The conventional methodology of randomized therapeutic trials can be applied to hyperbaric medicine as long as the following requirements are met:
- ethics / feasibility and legal requirements such as pertaining to emergency situations.
- choice of trial population. It must be precisely defined and trial results must be applied to this population only. Extrapolating is always dicey.
- modalities of random sampling, one of the essential elements of organizing therapeutic trials, since the whole point is to select comparable populations. So no bias must be allowed. Some predictable difficulties are specific to hyperbaric medicine: decisions must imperatively be made at a place and time where all forms of therapy are available. Lastly, the person performing the random sampling must not know results in advance.

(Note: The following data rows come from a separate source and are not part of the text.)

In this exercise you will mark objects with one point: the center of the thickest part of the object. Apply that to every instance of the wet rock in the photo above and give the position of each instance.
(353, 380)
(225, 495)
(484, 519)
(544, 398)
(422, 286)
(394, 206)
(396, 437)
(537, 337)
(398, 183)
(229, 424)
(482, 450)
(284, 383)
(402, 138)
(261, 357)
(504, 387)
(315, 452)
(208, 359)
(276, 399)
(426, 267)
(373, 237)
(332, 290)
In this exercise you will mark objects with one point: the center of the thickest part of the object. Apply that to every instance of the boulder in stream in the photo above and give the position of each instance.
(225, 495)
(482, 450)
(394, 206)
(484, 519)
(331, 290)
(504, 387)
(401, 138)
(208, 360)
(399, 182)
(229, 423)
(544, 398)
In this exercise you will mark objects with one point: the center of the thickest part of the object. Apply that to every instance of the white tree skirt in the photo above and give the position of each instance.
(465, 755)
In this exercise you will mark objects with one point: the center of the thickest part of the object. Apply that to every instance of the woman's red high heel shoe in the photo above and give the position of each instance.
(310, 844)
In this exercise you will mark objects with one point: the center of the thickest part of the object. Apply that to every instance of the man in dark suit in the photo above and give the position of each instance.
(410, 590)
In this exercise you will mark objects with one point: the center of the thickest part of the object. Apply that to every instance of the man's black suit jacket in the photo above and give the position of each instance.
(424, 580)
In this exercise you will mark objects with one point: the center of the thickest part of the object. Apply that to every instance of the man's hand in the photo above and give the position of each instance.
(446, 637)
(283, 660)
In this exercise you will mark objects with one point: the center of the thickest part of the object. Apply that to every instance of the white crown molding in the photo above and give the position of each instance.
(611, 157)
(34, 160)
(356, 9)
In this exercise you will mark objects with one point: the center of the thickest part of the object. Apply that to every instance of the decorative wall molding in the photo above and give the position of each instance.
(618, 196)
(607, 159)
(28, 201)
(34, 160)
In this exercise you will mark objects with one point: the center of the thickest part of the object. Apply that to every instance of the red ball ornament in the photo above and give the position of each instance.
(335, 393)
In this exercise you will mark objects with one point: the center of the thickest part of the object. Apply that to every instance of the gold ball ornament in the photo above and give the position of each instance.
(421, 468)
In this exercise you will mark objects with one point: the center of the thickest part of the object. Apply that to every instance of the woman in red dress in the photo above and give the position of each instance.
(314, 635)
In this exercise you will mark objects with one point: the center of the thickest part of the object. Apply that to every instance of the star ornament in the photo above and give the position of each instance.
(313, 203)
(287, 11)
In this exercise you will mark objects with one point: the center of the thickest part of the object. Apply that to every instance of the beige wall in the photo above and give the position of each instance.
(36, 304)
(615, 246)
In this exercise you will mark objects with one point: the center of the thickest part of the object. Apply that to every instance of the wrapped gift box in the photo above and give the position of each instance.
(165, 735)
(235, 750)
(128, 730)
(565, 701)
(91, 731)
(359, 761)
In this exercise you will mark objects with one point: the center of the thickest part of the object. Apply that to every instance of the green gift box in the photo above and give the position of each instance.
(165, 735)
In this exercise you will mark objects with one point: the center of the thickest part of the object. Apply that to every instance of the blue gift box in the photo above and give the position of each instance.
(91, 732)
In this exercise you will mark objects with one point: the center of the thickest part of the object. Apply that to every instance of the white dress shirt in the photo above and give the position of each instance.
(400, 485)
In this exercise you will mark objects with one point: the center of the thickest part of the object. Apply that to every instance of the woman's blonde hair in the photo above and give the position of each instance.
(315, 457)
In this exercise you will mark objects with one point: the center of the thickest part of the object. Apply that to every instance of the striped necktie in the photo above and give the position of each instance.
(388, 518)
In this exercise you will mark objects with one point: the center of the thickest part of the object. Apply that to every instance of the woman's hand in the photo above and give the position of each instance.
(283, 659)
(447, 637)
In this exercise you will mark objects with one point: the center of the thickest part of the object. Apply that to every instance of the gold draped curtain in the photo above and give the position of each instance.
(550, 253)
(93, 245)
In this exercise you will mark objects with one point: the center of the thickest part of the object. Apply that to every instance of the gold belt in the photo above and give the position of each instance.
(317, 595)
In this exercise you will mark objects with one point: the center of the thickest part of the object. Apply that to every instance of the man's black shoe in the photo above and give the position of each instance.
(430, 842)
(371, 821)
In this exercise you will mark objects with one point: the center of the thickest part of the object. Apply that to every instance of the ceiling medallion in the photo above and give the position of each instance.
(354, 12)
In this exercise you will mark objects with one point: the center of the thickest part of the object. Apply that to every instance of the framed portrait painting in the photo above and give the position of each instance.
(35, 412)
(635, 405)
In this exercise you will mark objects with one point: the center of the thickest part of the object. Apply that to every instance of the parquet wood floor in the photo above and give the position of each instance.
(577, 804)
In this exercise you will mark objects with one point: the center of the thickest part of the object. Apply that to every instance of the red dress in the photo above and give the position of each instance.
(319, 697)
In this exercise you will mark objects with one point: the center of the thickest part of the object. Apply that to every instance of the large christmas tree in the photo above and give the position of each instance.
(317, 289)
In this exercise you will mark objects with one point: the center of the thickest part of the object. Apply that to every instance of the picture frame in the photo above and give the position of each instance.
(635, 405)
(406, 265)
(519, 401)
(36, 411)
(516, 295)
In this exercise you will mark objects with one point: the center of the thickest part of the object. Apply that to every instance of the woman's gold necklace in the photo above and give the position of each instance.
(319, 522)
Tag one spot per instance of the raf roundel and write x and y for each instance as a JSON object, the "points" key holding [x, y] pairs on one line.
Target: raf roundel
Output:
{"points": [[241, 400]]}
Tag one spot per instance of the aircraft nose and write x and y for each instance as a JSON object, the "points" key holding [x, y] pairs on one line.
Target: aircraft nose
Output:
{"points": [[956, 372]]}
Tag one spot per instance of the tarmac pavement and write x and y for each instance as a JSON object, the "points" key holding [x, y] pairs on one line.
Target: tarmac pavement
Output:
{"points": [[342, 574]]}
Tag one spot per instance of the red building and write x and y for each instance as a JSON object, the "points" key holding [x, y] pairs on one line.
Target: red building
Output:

- choice of judgement criteria and associated therapies, also an essential element of therapeutic trials. Since the pathophysiological justification is no longer considered sufficient, a clinical criterion must be selected (i.e., quality of healing at a given time, decrease in mortality, morbidity, etc.) In some situations double-blind studies can be considered, although they are more complicated. Obviously, hyperbaric chambers must already be provided with the necessary equipment for delivering various gas mixtures. In any controlled study, but particularly in multi-centre research, HBO therapy should be standardized to avoid centre-related effects. Variables in the way a therapy is provided may have significant impact on the results, not only whether or not it was given.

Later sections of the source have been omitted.